Google first unveiled agentic features in the Chrome browser in September.
Google Chrome’s agentic feature lets it make appointments and order products online
Photo Credit: Unsplash/@firmbee
Google, on Monday, shared the safety measures it is implementing to protect users and their data from bad actors while they use the agentic features in Google Chrome. These agentic features were added to the browser recently, and has not been widely rolled out yet. However, in recent times, several experts have raised concerns over the vulnerabilities in the operation of artificial intelligence (AI) agents in online environments. The Mountain View-based tech giant has now shared its multi-layer security architecture that will help mitigate any prompt injection or other forms of cyberattacks.
In a blog post, the tech giant introduced several new safety measures for Google Chrome, such as user alignment critic, improved origin-isolation capabilities, user confirmations, and real-time detection of threats. These separate layers are mainly to safeguar the AI agents from indirect prompt injections, where malicious content in websites or third-party iframes could trick the AI agent into unwanted actions.

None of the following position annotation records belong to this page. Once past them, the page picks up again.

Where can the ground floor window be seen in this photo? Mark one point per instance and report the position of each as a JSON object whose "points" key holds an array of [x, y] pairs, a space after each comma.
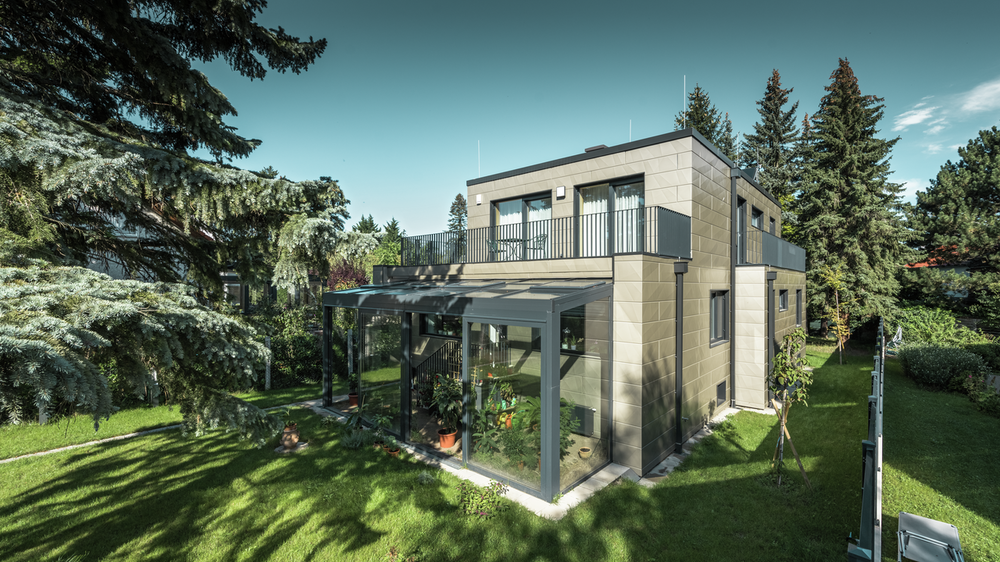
{"points": [[719, 317]]}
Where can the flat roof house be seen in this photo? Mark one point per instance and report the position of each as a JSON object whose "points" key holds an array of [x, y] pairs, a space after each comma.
{"points": [[599, 308]]}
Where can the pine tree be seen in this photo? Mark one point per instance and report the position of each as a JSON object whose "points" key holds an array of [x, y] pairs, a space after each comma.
{"points": [[106, 61], [957, 219], [772, 145], [849, 213], [366, 225], [458, 215], [706, 119]]}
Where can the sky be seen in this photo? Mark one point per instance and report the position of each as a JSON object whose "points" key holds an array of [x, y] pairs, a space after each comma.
{"points": [[412, 99]]}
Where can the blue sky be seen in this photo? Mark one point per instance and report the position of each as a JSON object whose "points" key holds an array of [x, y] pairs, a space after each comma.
{"points": [[412, 99]]}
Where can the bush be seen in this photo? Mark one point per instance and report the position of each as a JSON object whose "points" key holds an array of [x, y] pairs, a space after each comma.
{"points": [[990, 353], [940, 366], [482, 503], [931, 325]]}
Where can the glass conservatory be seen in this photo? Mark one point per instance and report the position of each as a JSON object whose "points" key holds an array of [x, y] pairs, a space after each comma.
{"points": [[511, 378]]}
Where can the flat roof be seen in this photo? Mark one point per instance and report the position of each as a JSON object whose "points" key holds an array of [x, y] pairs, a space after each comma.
{"points": [[528, 300], [633, 145]]}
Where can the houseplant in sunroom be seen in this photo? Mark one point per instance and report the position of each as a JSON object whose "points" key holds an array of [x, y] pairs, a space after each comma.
{"points": [[448, 403]]}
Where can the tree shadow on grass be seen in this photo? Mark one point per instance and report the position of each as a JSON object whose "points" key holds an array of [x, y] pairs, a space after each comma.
{"points": [[165, 497]]}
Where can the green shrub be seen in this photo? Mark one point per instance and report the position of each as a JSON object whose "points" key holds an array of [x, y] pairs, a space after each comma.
{"points": [[990, 352], [941, 366], [483, 503], [931, 325]]}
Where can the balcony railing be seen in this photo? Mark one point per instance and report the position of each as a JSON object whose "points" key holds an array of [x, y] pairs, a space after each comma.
{"points": [[764, 248], [648, 230]]}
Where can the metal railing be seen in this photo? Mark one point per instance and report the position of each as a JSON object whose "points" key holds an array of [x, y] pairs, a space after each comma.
{"points": [[647, 230], [445, 361], [765, 248], [869, 542]]}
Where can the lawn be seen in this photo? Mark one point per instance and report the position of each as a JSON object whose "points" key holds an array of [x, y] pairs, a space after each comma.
{"points": [[227, 500], [16, 440]]}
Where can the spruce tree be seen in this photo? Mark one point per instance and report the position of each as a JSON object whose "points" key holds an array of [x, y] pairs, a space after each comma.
{"points": [[707, 120], [849, 213], [772, 145], [458, 215], [957, 219]]}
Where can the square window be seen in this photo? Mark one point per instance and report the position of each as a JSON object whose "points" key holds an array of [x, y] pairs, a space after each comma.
{"points": [[719, 318], [441, 325]]}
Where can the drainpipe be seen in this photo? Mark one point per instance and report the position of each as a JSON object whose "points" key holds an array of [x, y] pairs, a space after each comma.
{"points": [[734, 173], [771, 276], [680, 268]]}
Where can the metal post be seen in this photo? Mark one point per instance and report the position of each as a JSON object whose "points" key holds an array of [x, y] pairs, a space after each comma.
{"points": [[267, 365]]}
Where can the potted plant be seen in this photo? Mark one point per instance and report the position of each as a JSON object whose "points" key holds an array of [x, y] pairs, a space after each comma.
{"points": [[391, 446], [382, 421], [448, 402], [352, 385], [290, 435]]}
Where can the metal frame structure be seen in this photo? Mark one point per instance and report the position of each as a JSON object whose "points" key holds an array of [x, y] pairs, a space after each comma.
{"points": [[537, 304]]}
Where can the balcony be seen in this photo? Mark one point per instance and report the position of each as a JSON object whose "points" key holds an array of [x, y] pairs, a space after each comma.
{"points": [[649, 230], [768, 249]]}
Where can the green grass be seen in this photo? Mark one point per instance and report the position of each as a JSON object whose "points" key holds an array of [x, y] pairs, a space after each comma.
{"points": [[941, 460], [226, 500], [16, 440]]}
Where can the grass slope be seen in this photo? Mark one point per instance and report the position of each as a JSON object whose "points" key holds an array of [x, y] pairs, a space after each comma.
{"points": [[164, 497], [17, 440]]}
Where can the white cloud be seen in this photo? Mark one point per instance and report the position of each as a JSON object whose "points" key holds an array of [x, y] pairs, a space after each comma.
{"points": [[984, 97], [915, 116]]}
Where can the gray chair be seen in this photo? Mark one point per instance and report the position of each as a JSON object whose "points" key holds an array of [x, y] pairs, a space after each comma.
{"points": [[926, 540]]}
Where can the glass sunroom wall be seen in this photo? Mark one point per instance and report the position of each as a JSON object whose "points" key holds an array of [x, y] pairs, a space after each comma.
{"points": [[505, 367], [380, 369], [584, 391]]}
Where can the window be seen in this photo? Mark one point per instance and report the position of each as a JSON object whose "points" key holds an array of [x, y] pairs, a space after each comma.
{"points": [[718, 325], [611, 210], [441, 325], [521, 228], [798, 307]]}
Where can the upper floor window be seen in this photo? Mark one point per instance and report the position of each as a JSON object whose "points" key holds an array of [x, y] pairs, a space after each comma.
{"points": [[611, 211]]}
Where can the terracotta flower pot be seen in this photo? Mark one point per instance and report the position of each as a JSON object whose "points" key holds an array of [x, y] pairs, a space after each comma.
{"points": [[447, 437], [290, 436]]}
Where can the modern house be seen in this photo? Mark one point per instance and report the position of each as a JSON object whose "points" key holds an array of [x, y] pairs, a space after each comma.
{"points": [[600, 308]]}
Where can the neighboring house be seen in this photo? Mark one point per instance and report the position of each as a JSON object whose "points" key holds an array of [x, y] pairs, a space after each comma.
{"points": [[604, 306]]}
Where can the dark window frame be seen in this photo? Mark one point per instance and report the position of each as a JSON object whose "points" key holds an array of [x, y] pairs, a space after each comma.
{"points": [[798, 307], [426, 331], [718, 309]]}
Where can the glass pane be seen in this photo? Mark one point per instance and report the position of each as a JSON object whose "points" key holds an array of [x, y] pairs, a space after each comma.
{"points": [[584, 427], [594, 221], [437, 370], [505, 371], [380, 369]]}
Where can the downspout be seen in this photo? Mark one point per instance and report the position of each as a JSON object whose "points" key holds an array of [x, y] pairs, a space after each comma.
{"points": [[734, 173], [771, 276], [680, 268]]}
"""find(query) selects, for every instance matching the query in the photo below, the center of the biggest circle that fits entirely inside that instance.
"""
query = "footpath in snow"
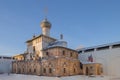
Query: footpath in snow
(33, 77)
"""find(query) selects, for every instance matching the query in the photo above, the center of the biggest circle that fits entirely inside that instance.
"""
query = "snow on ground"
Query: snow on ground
(33, 77)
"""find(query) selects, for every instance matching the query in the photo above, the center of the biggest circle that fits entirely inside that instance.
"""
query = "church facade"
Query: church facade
(47, 56)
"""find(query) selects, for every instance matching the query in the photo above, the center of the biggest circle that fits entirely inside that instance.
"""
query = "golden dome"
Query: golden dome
(45, 23)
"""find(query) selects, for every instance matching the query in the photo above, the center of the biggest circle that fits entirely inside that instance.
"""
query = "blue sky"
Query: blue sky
(82, 22)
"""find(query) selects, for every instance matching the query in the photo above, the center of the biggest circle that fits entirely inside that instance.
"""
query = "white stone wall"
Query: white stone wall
(110, 59)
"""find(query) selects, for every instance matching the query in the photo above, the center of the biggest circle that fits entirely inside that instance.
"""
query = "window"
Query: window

One of the core component is the user alignment critic, a separate AI model isolated from untrusted content. This critic reviews every planned agent action and checks if it matches the user's original intent before allowing it to proceed. Only metadata about the proposed action is exposed to the critic, not the full untrusted web content, helping prevent content-based prompt hijacking.
Another measure is enhanced origin isolation. The agent's interactions are constrained to specific web origins relevant to the user's task. This limits the scope in which a compromised or malicious site can influence agentic operations, ensuring that the end user's data on the device is protected from any origin-based attacks.
For critical steps, such as filling out forms, submitting payments or handling sensitive data, the system automatically triggers user confirmation prompts. This layer was added so that even if an agent suggests a high-impact action, the final approval rests with the user. Additionally, real-time threat detection and red-teaming exercises (using ethical hackers to identify vulnerabilities in the system) are also implemented by Google to continuously test and refine the safety guardrails.
The company says these safety layers build on prior security and privacy work in Chrome and are meant to adapt the browser for a new “agentic web” era, where AI agents are first-class participants rather than passive assistants.